EDITORIAL: Enforce austerity measures to end profligate spending

National Treasury Cabinet Secretary Henry Rotich, November 8, 2016. FILE | PHOTO | NMG

What you need to know:

  • It defeats logic why the Cabinet secretaries would want the Treasury to raise their spend on trips and leisure when elsewhere, Kenyans are grappling with shortage and high prices of food.

Reports that government departments are seeking an additional Sh1 billion in a mini-budget to finance foreign travel and entertainment is, to say the least, grossly insensitive.

It totally defeats logic why the Cabinet secretaries would want the Treasury to raise their spend on trips and leisure when elsewhere, Kenyans are grappling with shortage and high prices of food.

That the government is already grappling with an overflow of avoidable expenses only shows how people in position of power have detached themselves from the realities ordinary Kenyans are facing.

When cash is tight, it is items such as entertainment, conferencing, official trips, luxury cars, and entertainment that should be the first targets for trimming. Perhaps not so for Kenya.

Half-year data from the Controller of Budget shows that spending on foreign travel more than doubled to Sh3.5 billion in the six months to December, up from Sh1.5 billion in the same period last year.
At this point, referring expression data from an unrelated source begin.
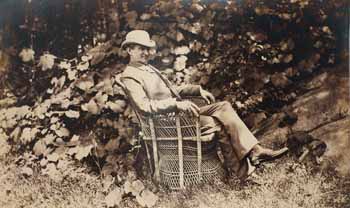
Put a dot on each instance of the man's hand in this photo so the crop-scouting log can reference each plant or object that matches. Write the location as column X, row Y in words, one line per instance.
column 207, row 96
column 188, row 107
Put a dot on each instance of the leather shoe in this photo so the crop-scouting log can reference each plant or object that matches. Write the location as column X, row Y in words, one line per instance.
column 260, row 154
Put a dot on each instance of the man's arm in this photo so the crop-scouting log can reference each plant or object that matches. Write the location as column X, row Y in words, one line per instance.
column 189, row 90
column 196, row 90
column 139, row 97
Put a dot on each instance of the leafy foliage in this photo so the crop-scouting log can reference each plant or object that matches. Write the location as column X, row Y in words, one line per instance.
column 72, row 109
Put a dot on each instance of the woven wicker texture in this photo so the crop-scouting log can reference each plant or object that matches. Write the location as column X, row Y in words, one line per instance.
column 180, row 158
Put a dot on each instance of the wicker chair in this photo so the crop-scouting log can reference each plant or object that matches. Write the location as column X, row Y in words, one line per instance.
column 181, row 157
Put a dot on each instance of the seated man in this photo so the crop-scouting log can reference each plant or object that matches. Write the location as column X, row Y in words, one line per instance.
column 152, row 93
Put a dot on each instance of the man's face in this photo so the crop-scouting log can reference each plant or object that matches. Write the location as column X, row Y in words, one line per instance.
column 138, row 53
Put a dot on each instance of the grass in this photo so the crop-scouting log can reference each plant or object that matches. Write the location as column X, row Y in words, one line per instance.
column 284, row 183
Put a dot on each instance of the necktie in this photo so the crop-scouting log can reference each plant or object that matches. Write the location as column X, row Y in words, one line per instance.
column 167, row 82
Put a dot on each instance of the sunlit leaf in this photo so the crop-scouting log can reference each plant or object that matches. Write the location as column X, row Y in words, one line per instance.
column 72, row 114
column 27, row 171
column 83, row 152
column 114, row 197
column 27, row 54
column 39, row 148
column 117, row 106
column 91, row 107
column 46, row 61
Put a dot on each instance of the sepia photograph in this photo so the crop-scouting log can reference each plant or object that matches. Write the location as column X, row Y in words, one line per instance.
column 174, row 104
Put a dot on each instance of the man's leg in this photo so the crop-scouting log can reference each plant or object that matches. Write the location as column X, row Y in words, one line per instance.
column 241, row 139
column 240, row 147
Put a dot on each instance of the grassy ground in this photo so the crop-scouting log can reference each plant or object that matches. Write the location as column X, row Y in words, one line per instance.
column 284, row 183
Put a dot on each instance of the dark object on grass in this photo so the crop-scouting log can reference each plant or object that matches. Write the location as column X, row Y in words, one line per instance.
column 302, row 143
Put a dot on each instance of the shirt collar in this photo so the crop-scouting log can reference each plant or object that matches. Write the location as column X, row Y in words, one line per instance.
column 144, row 67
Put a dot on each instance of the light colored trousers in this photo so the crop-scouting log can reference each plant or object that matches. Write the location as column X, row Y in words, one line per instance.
column 237, row 140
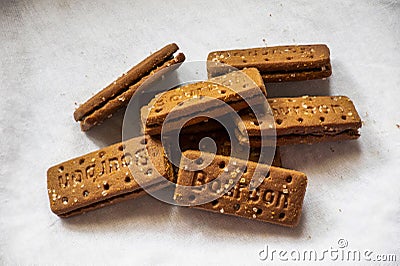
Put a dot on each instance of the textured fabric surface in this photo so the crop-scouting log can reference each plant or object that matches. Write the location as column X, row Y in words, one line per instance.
column 55, row 54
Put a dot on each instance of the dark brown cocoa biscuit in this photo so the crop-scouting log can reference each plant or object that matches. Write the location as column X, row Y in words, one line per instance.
column 308, row 120
column 278, row 199
column 278, row 63
column 223, row 145
column 123, row 82
column 103, row 177
column 114, row 104
column 191, row 100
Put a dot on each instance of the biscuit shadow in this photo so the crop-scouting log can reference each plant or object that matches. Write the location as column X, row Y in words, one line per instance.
column 218, row 225
column 126, row 215
column 294, row 89
column 335, row 154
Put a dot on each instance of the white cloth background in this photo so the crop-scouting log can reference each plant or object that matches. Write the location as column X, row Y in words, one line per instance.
column 58, row 53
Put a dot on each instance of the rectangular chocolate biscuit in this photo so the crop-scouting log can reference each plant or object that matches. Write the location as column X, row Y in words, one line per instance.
column 191, row 141
column 275, row 63
column 192, row 100
column 117, row 95
column 102, row 177
column 278, row 199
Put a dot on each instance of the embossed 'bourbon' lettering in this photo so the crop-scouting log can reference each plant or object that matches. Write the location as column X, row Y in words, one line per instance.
column 280, row 204
column 214, row 186
column 126, row 159
column 77, row 176
column 254, row 195
column 337, row 108
column 269, row 197
column 199, row 180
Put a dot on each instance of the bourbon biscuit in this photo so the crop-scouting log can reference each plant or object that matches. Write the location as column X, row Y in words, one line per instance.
column 276, row 63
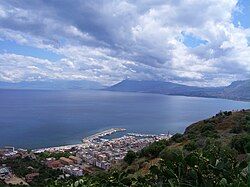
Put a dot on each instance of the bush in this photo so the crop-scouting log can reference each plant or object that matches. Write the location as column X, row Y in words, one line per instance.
column 154, row 148
column 130, row 157
column 177, row 138
column 241, row 143
column 207, row 127
column 190, row 146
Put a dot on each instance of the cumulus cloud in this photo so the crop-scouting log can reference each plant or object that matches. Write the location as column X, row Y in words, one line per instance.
column 108, row 41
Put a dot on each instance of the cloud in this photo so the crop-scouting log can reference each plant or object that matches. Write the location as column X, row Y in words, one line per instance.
column 108, row 41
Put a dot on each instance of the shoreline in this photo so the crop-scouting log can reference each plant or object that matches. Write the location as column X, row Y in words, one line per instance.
column 88, row 138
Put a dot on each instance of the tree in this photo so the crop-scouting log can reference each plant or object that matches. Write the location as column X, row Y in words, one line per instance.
column 130, row 157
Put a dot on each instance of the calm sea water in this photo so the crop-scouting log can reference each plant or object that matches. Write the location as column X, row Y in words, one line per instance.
column 35, row 119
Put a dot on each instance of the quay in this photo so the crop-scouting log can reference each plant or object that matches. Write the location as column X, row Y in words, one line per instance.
column 102, row 134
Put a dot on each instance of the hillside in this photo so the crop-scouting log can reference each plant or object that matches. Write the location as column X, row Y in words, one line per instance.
column 212, row 152
column 238, row 90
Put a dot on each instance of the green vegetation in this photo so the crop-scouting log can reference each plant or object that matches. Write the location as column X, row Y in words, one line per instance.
column 209, row 153
column 212, row 152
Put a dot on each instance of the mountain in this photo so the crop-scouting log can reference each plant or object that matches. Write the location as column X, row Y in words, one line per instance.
column 238, row 90
column 52, row 85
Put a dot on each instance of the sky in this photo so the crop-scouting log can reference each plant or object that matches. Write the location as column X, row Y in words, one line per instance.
column 193, row 42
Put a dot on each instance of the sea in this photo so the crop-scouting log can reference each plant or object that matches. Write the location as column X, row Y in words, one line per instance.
column 40, row 118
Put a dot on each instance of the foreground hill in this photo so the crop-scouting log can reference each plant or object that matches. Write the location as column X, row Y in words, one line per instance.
column 212, row 152
column 52, row 85
column 238, row 90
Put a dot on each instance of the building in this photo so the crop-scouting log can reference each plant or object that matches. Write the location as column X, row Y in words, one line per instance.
column 29, row 177
column 4, row 173
column 54, row 164
column 75, row 159
column 72, row 170
column 66, row 161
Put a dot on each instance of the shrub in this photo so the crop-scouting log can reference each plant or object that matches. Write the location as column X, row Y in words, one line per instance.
column 154, row 148
column 241, row 143
column 130, row 157
column 207, row 127
column 177, row 138
column 190, row 146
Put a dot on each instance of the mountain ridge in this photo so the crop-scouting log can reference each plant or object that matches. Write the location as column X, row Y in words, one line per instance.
column 238, row 90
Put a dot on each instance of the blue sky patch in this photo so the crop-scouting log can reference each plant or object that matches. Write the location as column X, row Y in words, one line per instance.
column 192, row 41
column 13, row 47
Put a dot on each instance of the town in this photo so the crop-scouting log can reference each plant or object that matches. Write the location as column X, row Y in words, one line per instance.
column 96, row 152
During that period, entertainment spending grew from Sh1.7 billion to Sh2 billion. That an additional Sh55 million was voted for foreign travel and Sh472 million for hospitality across ministries, just days to the end of the financial year on June 30, uncovers a dangerous trend that must be checked.

We concur with Parliament’s Budget and Appropriations Committee (BAC) that the extra cash needs to be interrogated carefully.

It is unhelpful for the government to continue preaching austerity when all it does is splurge money on non-essential items. It is time to end profligate spending in government.

Kenyans are groaning under a heavy burden because the government has chosen to add the cost of building huge infrastructure projects on an already overstretched recurrent budget.

To patch up the huge financing gap, the government which can hardly finance 50 per cent of its annual budget from taxes has been forced to resort to heavy domestic and foreign borrowing.

If Kenya is to continue building its Vision 2030 projects without upsetting its fiscal environment, it must put a firm grip on non-essential expenditure.  Unfortunately,  it is the top political offices that have been the top violators.